Report: HP Kicking Tires On VMware's Cloud Foundry PaaS
HP's use of Cloud Foundry, which VMware unveiled in April and is itself still in beta, could help spur adoption of the platform, several of the virtualization kingpin's channel partners told CRN.
"This adds a lot of credibility to Cloud Foundry," said Steve Kaplan, vice president of data center virtualization practices at INX, a Dallas, Texas-based VAR that was acquired by Presidio Network Solutions earlier this month.
Mike Strohl, president of Entisys, a Concord, Calif.-based solution provider, expects Cloud Foundry to be a key pillar of the company's cloud strategy for the next several years.
"We've been getting a lot of questions from customers about [Cloud Foundry], and we're talking about it internally, too," said Strohl. "There are a lot of cloud customers that have VMware in their enterprises, and it's a natural progression for them to extend into the cloud using this type of solution."
HP couldn't be reached for comment on its involvement with Cloud Foundry. Needless to say, VMware is pretty happy about having a $126 billion company kicking the tires on the platform.
"VMware is excited to see HP embrace Cloud Foundry as the open PaaS of the cloud and we look forward to working with HP and the rest of the Cloud Foundry ecosystem to continue to grow and improve the project," Jerry Chen, vice president of cloud and application services at VMware, said in an e-mail.
Cloud Foundry is a significant product for VMware because it gives developers a way to rewrite apps in Java so that they'll run well on private clouds. It also supports emerging development frameworks and languages, including Ruby, Node.js and Spring, the last of which VMware picked up in its August 2009 acquisition of SpringSource.

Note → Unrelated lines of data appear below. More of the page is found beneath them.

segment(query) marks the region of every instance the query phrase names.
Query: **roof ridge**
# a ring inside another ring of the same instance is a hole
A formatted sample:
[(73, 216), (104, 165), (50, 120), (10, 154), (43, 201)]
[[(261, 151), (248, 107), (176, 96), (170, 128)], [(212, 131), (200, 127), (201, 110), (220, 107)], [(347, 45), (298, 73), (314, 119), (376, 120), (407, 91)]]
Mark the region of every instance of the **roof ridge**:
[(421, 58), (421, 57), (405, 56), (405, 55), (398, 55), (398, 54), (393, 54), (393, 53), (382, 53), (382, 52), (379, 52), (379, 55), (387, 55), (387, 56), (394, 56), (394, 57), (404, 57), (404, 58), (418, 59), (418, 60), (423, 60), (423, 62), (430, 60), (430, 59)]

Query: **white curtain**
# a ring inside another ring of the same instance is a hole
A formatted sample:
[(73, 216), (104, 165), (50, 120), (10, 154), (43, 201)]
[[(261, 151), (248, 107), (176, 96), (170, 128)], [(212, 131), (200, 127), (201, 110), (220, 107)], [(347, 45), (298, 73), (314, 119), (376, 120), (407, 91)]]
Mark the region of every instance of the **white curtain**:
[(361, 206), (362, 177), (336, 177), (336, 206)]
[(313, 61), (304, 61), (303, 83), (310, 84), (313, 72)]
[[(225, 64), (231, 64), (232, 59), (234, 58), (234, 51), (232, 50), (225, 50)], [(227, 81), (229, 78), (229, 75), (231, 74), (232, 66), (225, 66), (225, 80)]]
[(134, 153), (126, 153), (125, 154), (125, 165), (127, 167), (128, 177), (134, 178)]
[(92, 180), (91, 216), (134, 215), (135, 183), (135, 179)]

Cloud Foundry was also built with help from Mark Lucovsky, technical director at VMware, and Derek Collison, chief architect of VMware's Cloud Services division, both of whom VMware recruited from Google.
HP was one of Microsoft's first partners for the Windows Azure Appliance, which was hailed at its July 2010 unveiling as an offering that combines the security and control advantages of private clouds with the scalability benefits of the public cloud. This was part of HP and Microsoft's plan, unveiled in January 2010, to jointly invest $250 million in cloud computing over a three year period.
Brad Maltz, CTO at ICI, a Marlborough, Mass.-based solution provider, sees HP's usage of Cloud Foundry as a sign that it's not planning to follow a single vendor approach. He believes this could help HP garner the attention of VMware Cloud Foundry developers.
"For any major cloud provider to be truly successful, they will need to adopt standards that are open source and widely utilized," Maltz said.
The idea behind Cloud Foundry is let developers build applications in a new way, VMware CTO Steve Herrod said in September. "There's a renaissance in terms of how you build apps that's going on right now. You need a framework for different sorts of front end and back end developers," Herrod said at the time.